Los que tuvimos la agradable experiencia de escucharles en el FIB de hace dos años nos encontramos con un grupo muy diferente al que plantea el documental: aquellos músicos maduros y rigurosos que aterrizaron según cuenta la leyenda en el fantasmagórico aeropuerto de Castellón, ofrecieron a la multitud de manera coherente, muy divertida, y extraordinariamente cercana un puñado bien escogido de temas.

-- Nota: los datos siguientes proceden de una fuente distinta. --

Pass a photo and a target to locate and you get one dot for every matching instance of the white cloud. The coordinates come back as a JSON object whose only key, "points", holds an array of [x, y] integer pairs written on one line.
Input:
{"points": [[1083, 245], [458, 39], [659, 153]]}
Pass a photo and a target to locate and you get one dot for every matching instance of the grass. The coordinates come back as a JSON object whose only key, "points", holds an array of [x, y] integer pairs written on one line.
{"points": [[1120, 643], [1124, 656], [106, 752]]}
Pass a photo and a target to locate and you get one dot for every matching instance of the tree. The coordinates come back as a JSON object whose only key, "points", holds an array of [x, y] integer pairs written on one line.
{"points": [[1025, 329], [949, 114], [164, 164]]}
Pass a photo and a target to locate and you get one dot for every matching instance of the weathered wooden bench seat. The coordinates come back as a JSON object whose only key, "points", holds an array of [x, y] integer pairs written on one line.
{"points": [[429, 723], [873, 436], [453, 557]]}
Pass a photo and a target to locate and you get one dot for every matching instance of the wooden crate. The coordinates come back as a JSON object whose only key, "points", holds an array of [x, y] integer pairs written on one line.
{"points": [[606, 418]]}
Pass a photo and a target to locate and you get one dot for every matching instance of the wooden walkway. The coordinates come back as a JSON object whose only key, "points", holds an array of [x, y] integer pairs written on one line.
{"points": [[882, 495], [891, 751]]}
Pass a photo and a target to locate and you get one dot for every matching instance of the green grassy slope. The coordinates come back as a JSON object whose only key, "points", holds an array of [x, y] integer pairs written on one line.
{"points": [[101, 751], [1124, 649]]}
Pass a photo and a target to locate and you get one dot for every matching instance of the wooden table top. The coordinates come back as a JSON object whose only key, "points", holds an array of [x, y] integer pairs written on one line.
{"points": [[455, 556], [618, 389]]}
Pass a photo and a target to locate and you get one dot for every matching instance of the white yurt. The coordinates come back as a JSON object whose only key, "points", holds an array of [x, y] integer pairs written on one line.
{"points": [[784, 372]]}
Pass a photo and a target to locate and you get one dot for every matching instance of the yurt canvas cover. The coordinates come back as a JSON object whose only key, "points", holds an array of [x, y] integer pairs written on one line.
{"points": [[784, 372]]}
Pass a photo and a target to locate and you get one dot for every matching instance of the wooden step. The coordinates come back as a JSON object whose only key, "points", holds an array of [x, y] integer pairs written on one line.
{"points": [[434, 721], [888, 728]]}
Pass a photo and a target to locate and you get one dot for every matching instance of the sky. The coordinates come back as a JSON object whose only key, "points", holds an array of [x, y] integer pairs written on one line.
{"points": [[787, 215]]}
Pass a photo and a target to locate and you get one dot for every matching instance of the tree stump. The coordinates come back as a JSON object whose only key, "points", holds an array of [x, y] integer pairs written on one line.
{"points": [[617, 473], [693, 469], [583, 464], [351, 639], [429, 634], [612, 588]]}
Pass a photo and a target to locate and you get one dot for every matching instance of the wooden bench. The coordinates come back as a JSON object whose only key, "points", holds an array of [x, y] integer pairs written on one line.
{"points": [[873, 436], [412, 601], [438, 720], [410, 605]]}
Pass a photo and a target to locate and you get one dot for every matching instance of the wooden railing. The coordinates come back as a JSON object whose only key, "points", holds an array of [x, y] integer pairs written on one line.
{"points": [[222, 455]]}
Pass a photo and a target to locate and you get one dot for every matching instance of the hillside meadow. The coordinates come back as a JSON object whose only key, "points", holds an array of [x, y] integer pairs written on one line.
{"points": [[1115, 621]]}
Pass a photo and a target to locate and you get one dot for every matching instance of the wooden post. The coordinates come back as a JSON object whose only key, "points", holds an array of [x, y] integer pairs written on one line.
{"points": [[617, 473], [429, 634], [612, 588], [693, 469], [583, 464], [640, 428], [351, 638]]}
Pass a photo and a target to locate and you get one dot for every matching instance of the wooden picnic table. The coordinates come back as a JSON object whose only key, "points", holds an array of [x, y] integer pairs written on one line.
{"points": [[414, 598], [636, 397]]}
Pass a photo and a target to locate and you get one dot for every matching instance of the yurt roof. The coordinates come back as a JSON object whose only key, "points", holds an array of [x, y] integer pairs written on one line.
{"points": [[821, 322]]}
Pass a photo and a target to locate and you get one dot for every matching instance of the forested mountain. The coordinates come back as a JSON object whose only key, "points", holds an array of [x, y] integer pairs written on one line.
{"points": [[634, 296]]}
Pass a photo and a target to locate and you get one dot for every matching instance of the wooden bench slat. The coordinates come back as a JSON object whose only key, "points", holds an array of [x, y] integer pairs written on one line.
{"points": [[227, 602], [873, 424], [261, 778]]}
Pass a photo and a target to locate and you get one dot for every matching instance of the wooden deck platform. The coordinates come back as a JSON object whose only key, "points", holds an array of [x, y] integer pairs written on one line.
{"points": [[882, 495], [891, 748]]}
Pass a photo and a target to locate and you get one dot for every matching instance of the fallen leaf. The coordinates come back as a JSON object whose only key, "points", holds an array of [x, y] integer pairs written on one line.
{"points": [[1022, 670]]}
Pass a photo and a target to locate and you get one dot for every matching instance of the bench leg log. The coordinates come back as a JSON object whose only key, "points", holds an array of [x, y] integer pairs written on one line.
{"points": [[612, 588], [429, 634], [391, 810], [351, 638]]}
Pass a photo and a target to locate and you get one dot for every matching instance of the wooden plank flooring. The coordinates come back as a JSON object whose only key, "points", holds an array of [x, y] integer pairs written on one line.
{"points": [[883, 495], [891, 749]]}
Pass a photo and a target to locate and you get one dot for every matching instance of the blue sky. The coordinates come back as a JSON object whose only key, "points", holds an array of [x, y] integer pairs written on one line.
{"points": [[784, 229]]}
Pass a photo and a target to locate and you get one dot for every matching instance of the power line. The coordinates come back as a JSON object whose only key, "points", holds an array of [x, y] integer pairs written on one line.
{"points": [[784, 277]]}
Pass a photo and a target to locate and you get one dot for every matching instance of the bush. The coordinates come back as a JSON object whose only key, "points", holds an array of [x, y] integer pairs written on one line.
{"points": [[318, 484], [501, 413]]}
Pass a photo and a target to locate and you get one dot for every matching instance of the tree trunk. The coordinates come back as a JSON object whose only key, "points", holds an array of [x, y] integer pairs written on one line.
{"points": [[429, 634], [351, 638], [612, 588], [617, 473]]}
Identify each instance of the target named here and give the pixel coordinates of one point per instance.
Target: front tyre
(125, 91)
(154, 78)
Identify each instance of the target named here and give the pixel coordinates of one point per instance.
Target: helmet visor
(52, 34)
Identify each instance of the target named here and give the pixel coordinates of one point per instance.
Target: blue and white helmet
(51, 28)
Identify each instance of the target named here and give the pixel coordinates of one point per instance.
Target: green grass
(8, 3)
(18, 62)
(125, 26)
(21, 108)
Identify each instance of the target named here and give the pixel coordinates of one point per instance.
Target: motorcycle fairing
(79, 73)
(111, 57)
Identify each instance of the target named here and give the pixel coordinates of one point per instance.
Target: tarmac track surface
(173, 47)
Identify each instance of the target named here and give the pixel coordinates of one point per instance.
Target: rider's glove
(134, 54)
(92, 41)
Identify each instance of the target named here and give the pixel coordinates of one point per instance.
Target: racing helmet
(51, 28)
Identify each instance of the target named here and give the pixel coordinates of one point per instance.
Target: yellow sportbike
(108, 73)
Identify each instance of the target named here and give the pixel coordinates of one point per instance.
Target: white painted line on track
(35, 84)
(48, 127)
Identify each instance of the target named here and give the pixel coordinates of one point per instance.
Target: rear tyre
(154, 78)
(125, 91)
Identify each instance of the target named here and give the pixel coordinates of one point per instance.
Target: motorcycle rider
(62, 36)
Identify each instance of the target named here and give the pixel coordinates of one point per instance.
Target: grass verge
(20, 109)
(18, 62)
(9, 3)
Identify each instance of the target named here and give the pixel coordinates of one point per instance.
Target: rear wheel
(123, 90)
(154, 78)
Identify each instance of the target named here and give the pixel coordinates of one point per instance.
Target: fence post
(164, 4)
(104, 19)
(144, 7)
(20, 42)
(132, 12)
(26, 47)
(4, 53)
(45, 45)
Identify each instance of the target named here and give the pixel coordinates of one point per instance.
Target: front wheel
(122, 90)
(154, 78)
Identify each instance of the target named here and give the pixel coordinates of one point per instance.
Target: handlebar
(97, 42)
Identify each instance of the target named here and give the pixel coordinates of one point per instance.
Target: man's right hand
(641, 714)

Las imágenes del documental son capaces, hasta cierto punto, de hacer justicia a lo que vimos encima del escenario: un pop maduro, pertinentemente arreglado, lo suficientemente artificial como para resultar digerible, y al mismo tiempo, lo suficientemente sincero como para provocar la catarsis.

De ahí que en New world towers, lo peor sean siempre aquellas imágenes que se pretenden artísticas, cinematográficas. Los largos travellings por las calles de Hong-Kong muestran una fotografía demasiado gris y un tinte desapasionado y amateur que resulta poco menos que ridículo al compararlo con algunos planos dirigidos por, digamos, Oliver Assayas o por Gaspar Noé. Sin embargo, cuando estamos con los músicos en el escenario y nos sometemos a la “experiencia Blur” –ya sea en el cancionero tradicional, o en las nuevas canciones-, entonces casi se nos olvidan las profundas caras de aburrimiento y la limpieza absolutamente vacía con la que el director gestiona los primeros planos de las entrevistas. Por poner apenas un ejemplo, la fantástica Girls and boys está perfectamente orquestada para que la puesta en escena dialogue con la construcción musical -si bien, intuyo, el mérito quizá sería más atribuible al realizador en directo del concierto de Hyde Park. Del mismo modo, resulta extraño que, a nivel estructural, el director decidiera no cerrar la cinta con esa explosión fantástica de ritmo y memoria que sigue siendo Song 2.

A la salida del cine, me retiro con una sonrisa dulce y las manos metidas en los bolsillos para acabar teniendo la misma conversación amada con los cómplices donostiarras: ¿Éramos de Oasis o de Blur? ¿Creímos en la violencia o en la pose? ¿Hubiera ganado Noel a Liam en una pelea a navajazos? ¿Hemos aguantado el paso del tiempo, o por el contrario, nos hemos aburrido lo suficiente para no sentir ganas de golpear el suelo al volver a escuchar lo de Woo-hoo, When I feel heavy-metal? Preguntas exquisitas, de máxima importancia, que en el fondo, nos hacen intuir que, pese a sus fallos, el documental funciona de manera correcta.